Verdadeiro Olhar

Das eleições autárquicas

Está a esgotar-se a nossa vontade de escrever sobre as eleições autárquicas. Não é de hoje nem exclusivo do concelho onde vivemos.

 As razões são mais fundas e cada vez mais se prendem com a decrepidez do sistema. Ao que vemos, ouvimos e lemos, normalmente quando há eleições, surgem sempre os estudiosos da coisa a dizer que a lei eleitoral precisa de uma reforma. Somos, seguramente, o país da europa onde mais se fala da necessidade de reformas e onde elas menos se fazem.

Tomemos por exemplo os órgãos do poder local e, nestes, o executivo municipal. É uma espécie de governo central reduzido à dimensão concelhia. Os executivos municipais resultam da vontade popular expressa pelo voto. Há sempre um partido ou coligação que vence as eleições. Se assim é porque não se aplicam ao poder local as mesmas regras do governo da nação? O partido mais votado nesse concelho formaria o seu executivo de acordo com os resultados eleitorais. O cabeça de lista representaria o partido ou coligação e seria assim escolhido para formar o “governo concelhio” em termos semelhantes ao que acontece a nível nacional. Depois disso, tal como o governo central apresenta o programa e o governo ao parlamento, o “governo local” apresentaria, de igual modo, à Assembleia Municipal que, em termos locais, corresponde ao órgão legislativo nacional. É, por assim dizer, o parlamento local.

O que não se entende é que, por via do método de Hondt, se reúnam no mesmo órgão executivo os vencedores com os vencidos. É o mesmo que escolher um governo onde fosse possível fundir, por exemplo, os princípios colectivistas e marxistas-leninistas do Partido Comunista com individualismo e o demo-liberalismo da Iniciativa Liberal. E entre as questões que se colocam sobressai esta: como se pode aplicar com eficácia um programa escolhido pelos eleitores com representantes de outros programas rejeitados pelos mesmos eleitores? Alguém está a ver um governo liderado por Jerónimo de Sousa tendo como ministro da economia, ou até sem pasta ministerial, o Cotrim de Figueiredo?

Os mais cépticos de um governo local monocolor dirão sempre que é preciso vigiar o cumprimento do programa eleitoral por parte do executivo municipal. Mas, tal como a Assembleia da República está para o governo da nação, as Assembleias Municipais não deviam estar para o poder local?

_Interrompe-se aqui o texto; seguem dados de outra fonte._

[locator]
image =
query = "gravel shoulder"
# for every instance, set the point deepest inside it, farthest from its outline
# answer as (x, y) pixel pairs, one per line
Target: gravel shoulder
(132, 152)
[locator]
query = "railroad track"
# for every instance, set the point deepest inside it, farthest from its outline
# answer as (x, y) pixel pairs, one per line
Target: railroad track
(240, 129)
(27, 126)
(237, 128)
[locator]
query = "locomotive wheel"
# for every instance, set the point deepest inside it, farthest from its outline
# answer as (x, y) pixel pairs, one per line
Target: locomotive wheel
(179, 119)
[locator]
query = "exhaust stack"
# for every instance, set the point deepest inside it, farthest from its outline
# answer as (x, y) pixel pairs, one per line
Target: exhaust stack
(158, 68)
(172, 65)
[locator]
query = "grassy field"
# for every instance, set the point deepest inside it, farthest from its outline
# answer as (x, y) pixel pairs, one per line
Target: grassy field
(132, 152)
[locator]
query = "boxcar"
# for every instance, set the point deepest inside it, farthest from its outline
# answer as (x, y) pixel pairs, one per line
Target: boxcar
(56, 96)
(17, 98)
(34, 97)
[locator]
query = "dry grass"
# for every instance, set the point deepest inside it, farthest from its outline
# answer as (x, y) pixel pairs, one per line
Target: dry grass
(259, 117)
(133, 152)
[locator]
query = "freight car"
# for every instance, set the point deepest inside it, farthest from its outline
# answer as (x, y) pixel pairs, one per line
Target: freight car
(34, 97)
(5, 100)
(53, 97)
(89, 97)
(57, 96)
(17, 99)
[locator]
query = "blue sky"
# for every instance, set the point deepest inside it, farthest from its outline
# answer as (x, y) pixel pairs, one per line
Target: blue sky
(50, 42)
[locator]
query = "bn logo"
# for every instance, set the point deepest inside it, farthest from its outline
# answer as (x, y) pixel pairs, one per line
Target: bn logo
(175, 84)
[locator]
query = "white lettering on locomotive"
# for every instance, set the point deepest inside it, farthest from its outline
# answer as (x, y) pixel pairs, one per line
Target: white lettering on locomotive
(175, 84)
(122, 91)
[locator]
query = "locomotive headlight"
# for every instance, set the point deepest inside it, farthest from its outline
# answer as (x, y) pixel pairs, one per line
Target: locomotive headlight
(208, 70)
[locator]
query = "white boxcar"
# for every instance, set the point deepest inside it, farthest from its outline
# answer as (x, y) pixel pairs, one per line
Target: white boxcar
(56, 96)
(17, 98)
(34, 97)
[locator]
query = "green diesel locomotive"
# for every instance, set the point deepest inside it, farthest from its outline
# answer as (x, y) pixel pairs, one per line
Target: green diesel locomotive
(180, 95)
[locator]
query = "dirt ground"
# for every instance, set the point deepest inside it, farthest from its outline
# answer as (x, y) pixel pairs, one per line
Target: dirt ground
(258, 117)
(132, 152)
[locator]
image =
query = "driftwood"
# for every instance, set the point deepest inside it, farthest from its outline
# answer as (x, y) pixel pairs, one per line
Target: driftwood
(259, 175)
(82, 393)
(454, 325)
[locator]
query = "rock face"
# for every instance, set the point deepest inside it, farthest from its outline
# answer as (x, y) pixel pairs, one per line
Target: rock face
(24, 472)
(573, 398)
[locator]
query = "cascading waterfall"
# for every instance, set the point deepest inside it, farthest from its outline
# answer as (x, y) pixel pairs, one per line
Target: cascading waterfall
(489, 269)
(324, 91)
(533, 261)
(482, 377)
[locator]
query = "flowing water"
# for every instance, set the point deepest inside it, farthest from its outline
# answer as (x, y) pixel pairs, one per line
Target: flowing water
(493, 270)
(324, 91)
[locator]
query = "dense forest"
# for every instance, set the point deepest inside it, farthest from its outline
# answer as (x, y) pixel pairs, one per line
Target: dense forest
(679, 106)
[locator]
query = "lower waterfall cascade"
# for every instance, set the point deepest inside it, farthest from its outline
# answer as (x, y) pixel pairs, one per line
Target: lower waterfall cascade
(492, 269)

Então, por que razões os presidentes das juntas de freguesia são membros, por inerência, das Assembleias Municipais? É público e notório – infelizmente, diga-se – que a gestão de uma freguesia está sempre muito condicionada pela vontade do executivo municipal e, neste, pelos caprichos do presidente da câmara. As juntas de freguesia são o parente pobre dos órgãos do poder local. Por vezes necessitam de mendigar aquilo que por direito próprio é seu e, tantas vezes, os presidentes das câmaras ostracizam os presidentes das juntas de freguesia que não foram escolhidos pelo mesmo partido? Quantas vezes, até para fins eleitoralistas, discriminam negativamente esses representantes do povo, eleitos com legitimidade igual à do próprio presidente da câmara?

É por essas e por outras que as Assembleias Municipais deixaram de ser ou nunca foram aquilo para que foram criadas: o órgão deliberativo e fiscalizador da acção do executivo municipal.

Como pode uma Assembleia Municipal ser credível quando a independência dos seus membros não é igual e está hierarquizada entre os eleitos para o órgão e os que a ele acedem por inerência que, aliás, se confunde muitas vezes, com necessidade de obediência ao executivo municipal e, particularmente, ao presidente da câmara?

As Assembleias Municipais, para desempenharem as funções que lhe devem caber, na nossa opinião, têm necessariamente de ver aumentadas as suas competências e delas só devem fazer parte os membros directamente eleitos.

Crie-se um órgão próprio para os presidentes das juntas. Não fica mais caro ao município e reuniria os eleitos com as mesmas necessidades e responsabilidades. Aumentavam a sua capacidade reivindicativa perante o executivo municipal e deixavam margem necessária para a plena funcionalidade da Assembleia Municipal.